1. 3 individuals smoking and blocking the stairs, definitely NOT transit users who would have made that passing very uncomfortable for actual users.
2. a guy totally out of his mind yelling at transit users and who the F knows what his motivation was, but I had to literally drag him out and away from trying to grab people.

It's unfortunate that these situations occur FAR too regularly in this (and other) spots and really would push casual users away from taking transit.

The good news is that for scenario #1 they showed up relatively quickly and kicked them out, but how at rush hour do we not have more officers doing this at main stations without having to call on a regular basis.

Alas.
 
On Friday I had to call Transit Watch twice within an hour for two different situations at the top of stairs of Bay LRT on 104st south of Jasper.

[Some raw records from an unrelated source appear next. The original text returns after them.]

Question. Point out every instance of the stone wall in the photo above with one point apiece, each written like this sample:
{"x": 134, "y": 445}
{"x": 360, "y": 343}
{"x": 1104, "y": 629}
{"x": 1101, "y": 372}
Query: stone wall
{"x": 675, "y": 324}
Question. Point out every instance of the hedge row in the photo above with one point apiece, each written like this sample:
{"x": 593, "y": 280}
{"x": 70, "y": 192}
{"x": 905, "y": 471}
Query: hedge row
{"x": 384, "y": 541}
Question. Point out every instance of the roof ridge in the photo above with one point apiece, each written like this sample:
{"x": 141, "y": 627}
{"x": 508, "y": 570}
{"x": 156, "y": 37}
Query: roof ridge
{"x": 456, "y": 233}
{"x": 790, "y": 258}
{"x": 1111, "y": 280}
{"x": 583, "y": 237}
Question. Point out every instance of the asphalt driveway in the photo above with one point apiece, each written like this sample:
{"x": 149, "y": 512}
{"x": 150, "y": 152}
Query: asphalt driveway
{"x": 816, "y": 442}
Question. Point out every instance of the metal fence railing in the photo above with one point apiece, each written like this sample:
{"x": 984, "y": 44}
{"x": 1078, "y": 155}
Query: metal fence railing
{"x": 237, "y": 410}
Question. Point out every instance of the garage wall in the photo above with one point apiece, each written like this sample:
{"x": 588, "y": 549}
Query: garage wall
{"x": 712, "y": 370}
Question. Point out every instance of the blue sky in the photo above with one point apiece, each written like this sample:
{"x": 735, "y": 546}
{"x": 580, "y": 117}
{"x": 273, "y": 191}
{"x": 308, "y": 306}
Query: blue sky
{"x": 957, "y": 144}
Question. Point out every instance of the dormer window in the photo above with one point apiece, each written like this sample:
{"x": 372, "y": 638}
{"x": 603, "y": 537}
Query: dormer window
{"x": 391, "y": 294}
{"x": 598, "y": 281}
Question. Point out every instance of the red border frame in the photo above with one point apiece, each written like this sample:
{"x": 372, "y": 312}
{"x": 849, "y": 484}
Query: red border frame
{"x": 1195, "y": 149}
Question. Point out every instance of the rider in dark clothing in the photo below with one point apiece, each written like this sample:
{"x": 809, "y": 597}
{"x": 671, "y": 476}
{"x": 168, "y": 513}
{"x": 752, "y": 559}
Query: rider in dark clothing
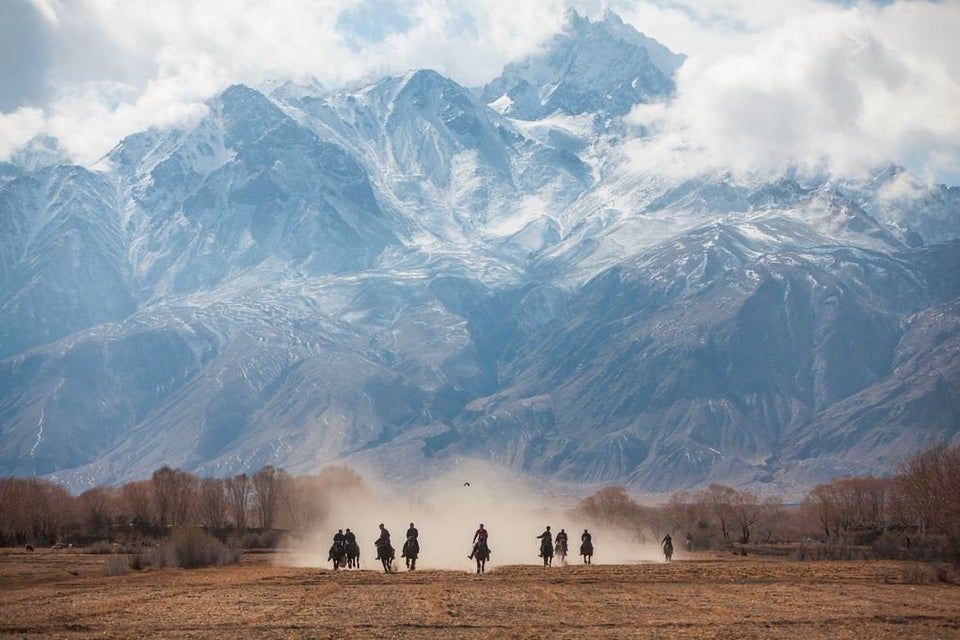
{"x": 479, "y": 541}
{"x": 667, "y": 544}
{"x": 546, "y": 545}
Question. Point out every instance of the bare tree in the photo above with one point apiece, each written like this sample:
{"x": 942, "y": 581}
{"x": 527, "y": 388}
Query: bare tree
{"x": 213, "y": 503}
{"x": 268, "y": 486}
{"x": 928, "y": 487}
{"x": 238, "y": 490}
{"x": 98, "y": 507}
{"x": 175, "y": 494}
{"x": 718, "y": 499}
{"x": 746, "y": 510}
{"x": 136, "y": 501}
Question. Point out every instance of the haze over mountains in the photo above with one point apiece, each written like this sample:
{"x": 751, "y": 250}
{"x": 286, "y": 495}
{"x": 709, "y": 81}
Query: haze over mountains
{"x": 412, "y": 273}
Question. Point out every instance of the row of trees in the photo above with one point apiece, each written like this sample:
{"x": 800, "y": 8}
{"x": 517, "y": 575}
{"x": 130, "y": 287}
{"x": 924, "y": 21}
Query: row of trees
{"x": 41, "y": 510}
{"x": 716, "y": 514}
{"x": 921, "y": 499}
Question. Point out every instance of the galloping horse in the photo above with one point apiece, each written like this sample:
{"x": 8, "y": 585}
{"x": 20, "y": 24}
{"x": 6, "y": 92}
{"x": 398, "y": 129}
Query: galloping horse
{"x": 668, "y": 549}
{"x": 385, "y": 554}
{"x": 546, "y": 551}
{"x": 338, "y": 554}
{"x": 481, "y": 553}
{"x": 411, "y": 549}
{"x": 353, "y": 555}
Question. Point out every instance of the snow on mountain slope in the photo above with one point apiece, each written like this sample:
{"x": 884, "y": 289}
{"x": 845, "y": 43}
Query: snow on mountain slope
{"x": 602, "y": 68}
{"x": 62, "y": 258}
{"x": 401, "y": 275}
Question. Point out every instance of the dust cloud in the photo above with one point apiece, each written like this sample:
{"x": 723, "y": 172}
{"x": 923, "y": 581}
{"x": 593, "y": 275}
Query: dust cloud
{"x": 447, "y": 513}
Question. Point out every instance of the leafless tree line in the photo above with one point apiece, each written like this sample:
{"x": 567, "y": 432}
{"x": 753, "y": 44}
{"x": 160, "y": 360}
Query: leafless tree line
{"x": 922, "y": 498}
{"x": 33, "y": 509}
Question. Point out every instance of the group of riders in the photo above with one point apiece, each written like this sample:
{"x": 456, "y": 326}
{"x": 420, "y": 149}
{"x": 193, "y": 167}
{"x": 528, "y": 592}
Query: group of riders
{"x": 556, "y": 546}
{"x": 345, "y": 551}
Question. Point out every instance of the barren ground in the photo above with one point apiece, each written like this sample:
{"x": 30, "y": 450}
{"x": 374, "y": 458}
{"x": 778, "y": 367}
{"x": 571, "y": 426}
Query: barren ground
{"x": 68, "y": 595}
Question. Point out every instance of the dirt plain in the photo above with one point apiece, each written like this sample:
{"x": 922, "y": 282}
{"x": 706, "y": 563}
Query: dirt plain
{"x": 68, "y": 595}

1. 3 individuals smoking and blocking the stairs, definitely NOT transit users who would have made that passing very uncomfortable for actual users.
2. a guy totally out of his mind yelling at transit users and who the F knows what his motivation was, but I had to literally drag him out and away from trying to grab people.

It's unfortunate that these situations occur FAR too regularly in this (and other) spots and really would push casual users away from taking transit.

The good news is that for scenario #1 they showed up relatively quickly and kicked them out, but how at rush hour do we not have more officers doing this at main stations without having to call on a regular basis.

Alas.
These are the worst stairs in the whole city, I'm convinced. I don't even bother using them anymore. I think it's because the glass is just far back enough from Jasper street view.
 
My issue is that even though they just replaced all of the glass, it is warm moist air from below and so it makes the panels opaque and people hide just inside the doors.

It's CPTED 101 and I've brought it up to various ETS, EPS, PO folk and it falls on deaf ears.